Crime sem Castigo

Em Curitiba é mais comum um homicida ser morto do que condenado

Nenhuma das pessoas acusadas de matar o metalúrgico Alysson Ruela irá cumprir pena na cadeia. Não se trata de um caso em que a polícia deixou de indicar suspeitos, pelo contrário. A Polícia Civil indiciou um casal pelo assassinato ocorrido em junho de 2010. Eles chegaram a ser réus de um processo judicial aberto pelo Tribunal do Júri de Curitiba. No entanto, antes que o julgamento ocorresse, ambos também foram assassinados.

O levantamento feito pela Gazeta do Povo revela que essa é uma situação comum: na verdade, há maior probabilidade de o suspeito de um homicídio ser assassinado do que de ser condenado pela Justiça.
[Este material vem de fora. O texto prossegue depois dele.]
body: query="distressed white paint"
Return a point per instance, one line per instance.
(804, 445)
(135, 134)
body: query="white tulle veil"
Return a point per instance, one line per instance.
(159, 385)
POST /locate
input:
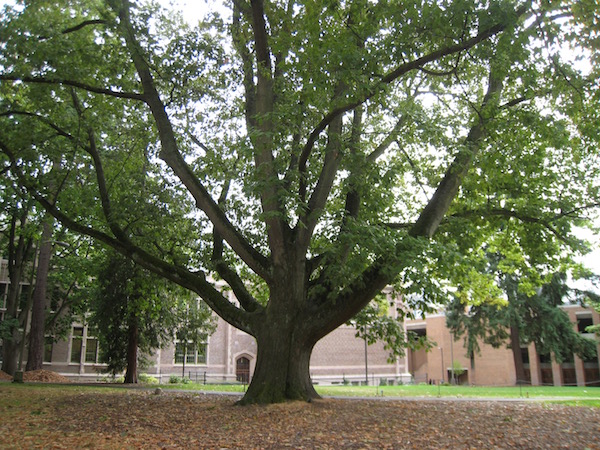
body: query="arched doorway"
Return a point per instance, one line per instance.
(242, 369)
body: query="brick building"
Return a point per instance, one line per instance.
(495, 367)
(229, 355)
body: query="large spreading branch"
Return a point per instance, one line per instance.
(71, 83)
(397, 73)
(261, 133)
(171, 155)
(386, 267)
(194, 281)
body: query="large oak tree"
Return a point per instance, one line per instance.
(326, 149)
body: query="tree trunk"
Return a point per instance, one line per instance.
(515, 344)
(10, 353)
(35, 354)
(132, 348)
(11, 343)
(282, 370)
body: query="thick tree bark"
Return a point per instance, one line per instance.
(282, 370)
(286, 337)
(35, 354)
(132, 349)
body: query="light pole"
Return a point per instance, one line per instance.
(442, 353)
(453, 382)
(366, 359)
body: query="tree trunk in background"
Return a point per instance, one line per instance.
(515, 344)
(35, 354)
(132, 349)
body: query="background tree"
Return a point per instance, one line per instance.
(323, 150)
(133, 312)
(18, 244)
(523, 318)
(194, 324)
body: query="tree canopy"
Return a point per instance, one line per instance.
(315, 151)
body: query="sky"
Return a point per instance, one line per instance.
(193, 10)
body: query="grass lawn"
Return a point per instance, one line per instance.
(113, 417)
(588, 396)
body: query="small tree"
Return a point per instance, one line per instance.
(194, 323)
(134, 311)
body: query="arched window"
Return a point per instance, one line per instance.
(242, 369)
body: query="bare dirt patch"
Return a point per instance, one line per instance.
(44, 376)
(74, 417)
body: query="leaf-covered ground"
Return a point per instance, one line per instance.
(76, 417)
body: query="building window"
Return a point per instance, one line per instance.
(91, 350)
(76, 344)
(48, 344)
(525, 355)
(193, 354)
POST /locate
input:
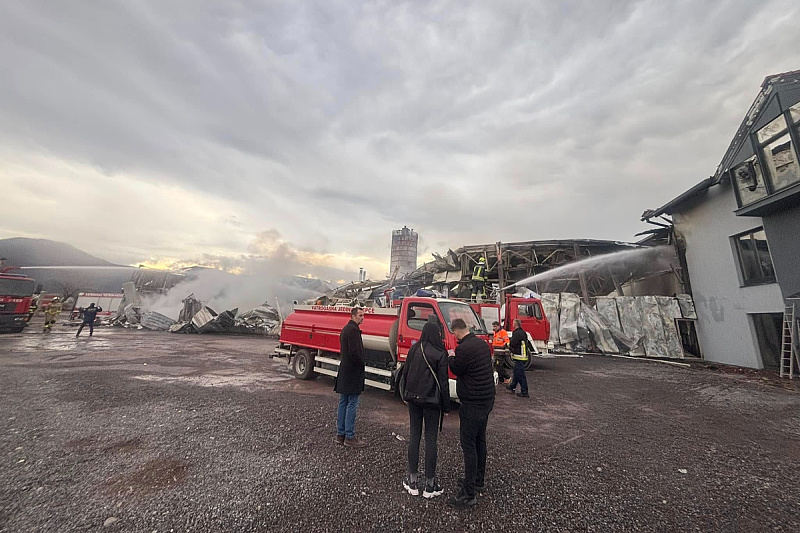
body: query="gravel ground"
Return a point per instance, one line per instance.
(145, 431)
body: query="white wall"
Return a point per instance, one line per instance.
(723, 327)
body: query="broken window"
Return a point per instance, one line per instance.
(755, 263)
(778, 154)
(794, 111)
(749, 181)
(781, 161)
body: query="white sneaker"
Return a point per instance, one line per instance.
(411, 487)
(432, 491)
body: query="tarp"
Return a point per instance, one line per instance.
(568, 318)
(670, 310)
(607, 307)
(687, 306)
(599, 329)
(639, 326)
(630, 318)
(655, 342)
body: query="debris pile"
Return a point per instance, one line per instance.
(196, 317)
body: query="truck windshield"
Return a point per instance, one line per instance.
(16, 287)
(453, 310)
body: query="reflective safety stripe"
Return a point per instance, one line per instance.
(524, 355)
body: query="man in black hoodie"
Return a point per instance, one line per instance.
(427, 394)
(89, 316)
(475, 387)
(350, 380)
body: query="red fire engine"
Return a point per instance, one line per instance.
(310, 336)
(16, 295)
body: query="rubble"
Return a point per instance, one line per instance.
(155, 321)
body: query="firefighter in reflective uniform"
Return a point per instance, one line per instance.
(521, 349)
(479, 281)
(51, 313)
(500, 343)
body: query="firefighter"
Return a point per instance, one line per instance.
(51, 313)
(479, 281)
(500, 344)
(520, 351)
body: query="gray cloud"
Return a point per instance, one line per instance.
(336, 123)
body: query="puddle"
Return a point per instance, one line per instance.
(224, 378)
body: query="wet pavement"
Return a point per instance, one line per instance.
(147, 431)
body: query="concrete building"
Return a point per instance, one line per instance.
(404, 251)
(740, 232)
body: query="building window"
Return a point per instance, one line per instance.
(755, 262)
(749, 181)
(794, 112)
(778, 154)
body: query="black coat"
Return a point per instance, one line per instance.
(518, 337)
(90, 313)
(472, 365)
(420, 386)
(350, 379)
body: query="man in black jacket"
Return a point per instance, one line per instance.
(472, 366)
(350, 380)
(520, 352)
(89, 315)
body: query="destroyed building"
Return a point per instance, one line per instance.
(739, 229)
(600, 296)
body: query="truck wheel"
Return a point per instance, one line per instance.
(510, 362)
(303, 365)
(393, 339)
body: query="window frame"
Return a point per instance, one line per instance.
(740, 264)
(793, 130)
(412, 307)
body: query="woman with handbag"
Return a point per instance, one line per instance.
(426, 391)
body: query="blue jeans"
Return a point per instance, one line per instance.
(346, 419)
(519, 377)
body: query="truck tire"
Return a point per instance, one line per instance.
(303, 365)
(510, 362)
(393, 339)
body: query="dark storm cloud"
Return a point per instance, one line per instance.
(337, 122)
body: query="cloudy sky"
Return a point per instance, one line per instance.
(228, 132)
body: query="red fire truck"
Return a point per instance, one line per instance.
(310, 336)
(528, 310)
(16, 294)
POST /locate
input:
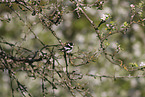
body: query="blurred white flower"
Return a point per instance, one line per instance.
(142, 64)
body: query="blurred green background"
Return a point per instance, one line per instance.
(80, 31)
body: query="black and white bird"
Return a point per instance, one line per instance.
(68, 46)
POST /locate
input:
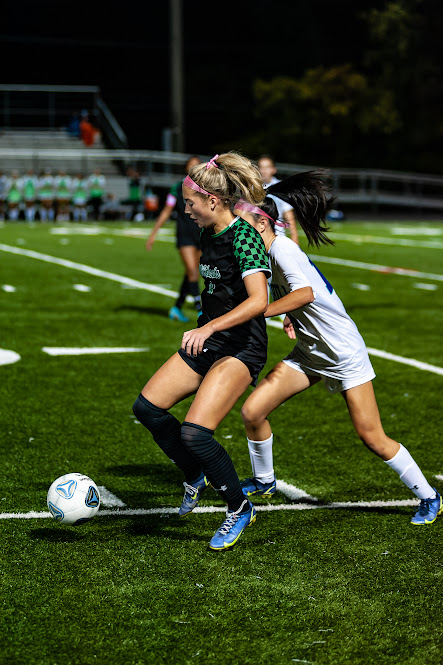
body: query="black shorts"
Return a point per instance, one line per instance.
(204, 361)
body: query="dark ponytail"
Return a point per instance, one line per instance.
(308, 193)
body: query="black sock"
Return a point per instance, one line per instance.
(166, 431)
(215, 462)
(184, 290)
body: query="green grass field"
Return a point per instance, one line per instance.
(338, 584)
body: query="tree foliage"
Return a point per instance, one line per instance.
(383, 111)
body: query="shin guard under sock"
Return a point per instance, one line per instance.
(214, 461)
(166, 431)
Até o momento, por exemplo, a Justiça condenou 28 pessoas por assassinatos cometidos em Curitiba no ano de 2010. O número de pessoas que eram suspeitas de cometer assassinatos no mesmo período e que se transformaram em novas vítimas de homicídios é quase o dobro – são 54 casos.

Em 52 desses 54 casos, as mortes aconteceram na fase de inquérito policial. Em duas ocasiões, os assassinatos ocorreram depois que os suspeitos já haviam sido indiciados, denunciados à Justiça e estavam respondendo a um processo penal. Assim como na história de Alysson, porém, o processo foi encerrado porque não havia mais réus a serem punidos. Tecnicamente, a Justiça chama isso de “extinção de punibilidade por morte do agente”. Fora do jargão, porém, isso significa que há uma falência do Estado.

O filósofo John Locke afirmava que uma sociedade passa da barbárie (o “Estado de Natureza”) para a civilização quando os cidadãos abrem mão de punir uns aos outros com as próprias mãos e passam a delegar essa função unicamente para o Estado. Quando as instituições não dão conta de aplicar a punição, porém, existe o risco de um retrocesso – de uma volta à barbárie e à justiça feita com as próprias mãos.

“Quando a população sente-se abandonada, com os crimes não sendo apurados, com pessoas sendo assaltadas e mortas sem que nada aconteça, uma parte da sociedade começa a aceitar, digamos, medidas ilegais de justiçamento. Aí surgem grupos de extermínio, os esquadrões da morte, que é a visão popular da justiça, como vingança. Uma visão com a qual o Direito moderno rompeu há mais de 200 anos”, diz Michel Misse, coordenador do Núcleo de Estudos da Cidadania, Conflito e Violência Urbana da Universidade Federal do Rio de Janeiro (UFRJ).

Mortes em série

Pela versão que a Delegacia de Homicídios conseguiu montar, Weslley e Jenifer foram a uma choperia atrás de Alysson Ruela em 27 de junho de 2003. A lanchonete, no Tatuquara, tinha revista na porta. O casal, porém, segundo as testemunhas, escondeu a arma num carrinho de bebê onde estava o filho de Jenifer, de 3 anos. Na lanchonete, segundo os policiais, houve uma discussão e Weslley atirou quatro vezes. Ele e Jenifer negaram que tivessem cometido o crime.

A delegacia, depois de ouvir dez depoimentos, acreditava ter elementos suficientes para apontar os dois como responsáveis pela morte. O Ministério Público concordou e o processo foi iniciado. Weslley, porém, foi morto em janeiro de 2011, num tiroteio, junto com mais duas pessoas. Jenifer passou a ser a única ré do processo.

Mas ela também não chegaria a ser julgada. Na primeira vez em que sofreu um atentado, Jenifer sobreviveu, mas ficou paraplégica. No segundo atentado, já presa a uma cadeira de rodas, levou 12 tiros e morreu. O Judiciário, informado do fato, arquivou o processo definitivamente.